Uzmanlar, Kongre'nin, Kaşıkçı'nın öldürülmesi sebebiyle Suudi Arabistan konusunda da benzer bir tutum sergileyerek Trump yönetimini köşeye sıkıştıracağını öngörüyor.
Kongre'nin, bu yoldaki ilk adım olarak değerlendirilen soruşturma talebine yanıt vermek için Beyaz Saray'a tanıdığı 120 günlük süre, gelecek şubat ayının başında dolacak.
ABD'nin, "Küresel Magnitsky İnsan Hakları Sorumluluk Yasası" nezdinde yapılacak soruşturma çerçevesinde Suudi Veliaht Prensi Muhammed bin Selman'a yaptırım uygulaması teknik açıdan mümkün ancak Trump yönetiminin şimdiye kadar takındığı tutum, bunun düşük bir olasılık olduğuna işaret ediyor.

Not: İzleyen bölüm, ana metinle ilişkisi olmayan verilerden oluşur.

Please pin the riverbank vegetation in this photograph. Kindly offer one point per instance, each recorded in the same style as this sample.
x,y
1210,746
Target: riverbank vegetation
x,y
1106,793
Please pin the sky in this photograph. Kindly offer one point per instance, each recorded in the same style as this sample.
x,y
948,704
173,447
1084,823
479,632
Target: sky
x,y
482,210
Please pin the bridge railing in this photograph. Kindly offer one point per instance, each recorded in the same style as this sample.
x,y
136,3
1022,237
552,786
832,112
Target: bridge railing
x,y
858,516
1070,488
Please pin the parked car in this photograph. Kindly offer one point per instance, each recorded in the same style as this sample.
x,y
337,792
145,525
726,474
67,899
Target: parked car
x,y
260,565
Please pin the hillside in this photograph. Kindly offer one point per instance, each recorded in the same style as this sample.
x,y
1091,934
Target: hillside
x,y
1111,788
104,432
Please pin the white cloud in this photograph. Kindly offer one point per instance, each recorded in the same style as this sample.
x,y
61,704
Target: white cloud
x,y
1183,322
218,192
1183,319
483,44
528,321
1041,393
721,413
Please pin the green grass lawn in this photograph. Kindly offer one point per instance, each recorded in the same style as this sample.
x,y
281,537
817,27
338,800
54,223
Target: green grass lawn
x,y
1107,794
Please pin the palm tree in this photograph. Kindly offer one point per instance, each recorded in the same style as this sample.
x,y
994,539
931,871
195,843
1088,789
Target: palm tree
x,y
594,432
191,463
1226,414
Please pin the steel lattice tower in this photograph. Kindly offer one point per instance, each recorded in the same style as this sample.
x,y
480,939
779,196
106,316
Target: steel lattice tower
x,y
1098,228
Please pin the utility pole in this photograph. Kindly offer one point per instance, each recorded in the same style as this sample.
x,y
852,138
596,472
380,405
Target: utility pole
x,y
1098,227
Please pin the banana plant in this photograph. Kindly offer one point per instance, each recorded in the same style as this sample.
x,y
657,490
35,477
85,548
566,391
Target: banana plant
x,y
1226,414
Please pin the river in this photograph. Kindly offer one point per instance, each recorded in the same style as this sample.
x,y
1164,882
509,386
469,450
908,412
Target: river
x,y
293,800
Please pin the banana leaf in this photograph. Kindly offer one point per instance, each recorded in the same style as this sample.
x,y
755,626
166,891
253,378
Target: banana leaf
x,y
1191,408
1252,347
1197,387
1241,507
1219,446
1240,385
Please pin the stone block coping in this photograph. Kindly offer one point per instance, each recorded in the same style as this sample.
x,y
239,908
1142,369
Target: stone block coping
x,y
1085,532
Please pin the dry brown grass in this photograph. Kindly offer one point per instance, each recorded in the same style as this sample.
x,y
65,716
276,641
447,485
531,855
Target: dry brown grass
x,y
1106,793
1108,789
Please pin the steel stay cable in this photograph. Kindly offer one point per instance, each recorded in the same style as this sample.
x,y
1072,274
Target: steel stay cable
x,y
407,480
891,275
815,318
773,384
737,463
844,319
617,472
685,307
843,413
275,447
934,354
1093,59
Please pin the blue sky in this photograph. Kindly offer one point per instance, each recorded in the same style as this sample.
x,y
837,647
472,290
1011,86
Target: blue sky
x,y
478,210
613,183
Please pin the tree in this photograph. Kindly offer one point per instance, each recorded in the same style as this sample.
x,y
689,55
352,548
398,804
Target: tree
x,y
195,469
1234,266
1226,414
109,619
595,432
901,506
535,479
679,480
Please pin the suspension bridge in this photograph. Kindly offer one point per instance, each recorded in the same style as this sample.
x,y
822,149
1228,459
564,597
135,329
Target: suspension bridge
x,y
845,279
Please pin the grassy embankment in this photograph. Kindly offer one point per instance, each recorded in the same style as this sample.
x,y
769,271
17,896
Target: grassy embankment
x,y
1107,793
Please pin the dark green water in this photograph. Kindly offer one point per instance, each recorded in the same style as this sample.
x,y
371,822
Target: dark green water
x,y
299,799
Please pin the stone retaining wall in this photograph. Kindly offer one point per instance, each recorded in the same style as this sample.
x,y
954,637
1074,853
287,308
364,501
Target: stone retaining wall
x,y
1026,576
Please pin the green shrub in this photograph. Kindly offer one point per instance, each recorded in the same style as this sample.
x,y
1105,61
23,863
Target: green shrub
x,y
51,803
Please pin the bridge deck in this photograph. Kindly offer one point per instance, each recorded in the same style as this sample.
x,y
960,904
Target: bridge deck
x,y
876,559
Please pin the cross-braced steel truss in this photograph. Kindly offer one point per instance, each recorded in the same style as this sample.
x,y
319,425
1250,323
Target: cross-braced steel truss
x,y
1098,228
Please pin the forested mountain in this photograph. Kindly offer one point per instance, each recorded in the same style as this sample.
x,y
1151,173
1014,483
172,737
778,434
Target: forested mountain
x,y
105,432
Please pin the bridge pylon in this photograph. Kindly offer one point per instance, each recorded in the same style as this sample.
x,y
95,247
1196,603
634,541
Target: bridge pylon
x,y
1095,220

Öte yandan, Prens bin Selman'ın şu ana kadar yapılan açıklamaların aksine Kaşıkçı'ya yapılanların direktifini verdiği veya haberdar olduğunu kanıtlayacak güvenilir delillerin ortaya çıkmasının işleri değiştireceği belirtiliyor.
ABD yönetimine, yargısız infaz, işkence ve insan hakları ihlallerine veya yolsuzluğa karışan yabancı gerçek ve tüzel kişilerin mevcut vizelerini iptal etme, ülkeye girişlerini engelleme ve mülkiyet yaptırımları uygulama yetkisi veren yasa, adını Rusya’da 2009 yılında gözaltında tutulurken işkence yapıldığı ve tıbbi müdahalede bulunulmadığı için öldüğü sanılan avukat Sergey Magnitsky'den alıyor.
İnsan hakları örgütlerinin Magnitsky'nin üst düzey Rus hükümet yetkililerinin vergi kaçakçılığını ortaya çıkardığı için öldürüldüğünü savunması, batı dünyasını, sorumluların cezalandırılması için arayışlara itti.
ABD Kongresi'nin bu amaçla 2012 yılında Magnitsky’nin adını vererek onayladığı yasa tasarısı, dönemin Başkanı Barack Obama'nın imzasıyla yasalaştı. ABD Dışişleri ve Hazine Bakanlıkları, yasa çerçevesinde ciddi insan hakları ihlallerinden sorumlu olduğu gerekçesiyle bazı Rus yetkilileri yaptırım listesine aldı.
İlk başta sadece Rusya'yı hedef alan yasanın kapsamı, ABD Kongresi'nde 2016 yılında onaylanan değişiklikle bütün ülkeleri kapsayacak şekilde genişletildi.
Söz konusu yasa çerçevesinde bugüne kadar Rusya, Burma, Gambia, Pakistan, Sudan, Dominik Cumhuriyeti, Özbekistan, Guatemala, Sırbistan ve Çin’in aralarında bulunduğu ülkelerden 50'ye yakın gerçek ve tüzel kişinin ABD’ye girişi engellendi ve mal varlığı donduruldu.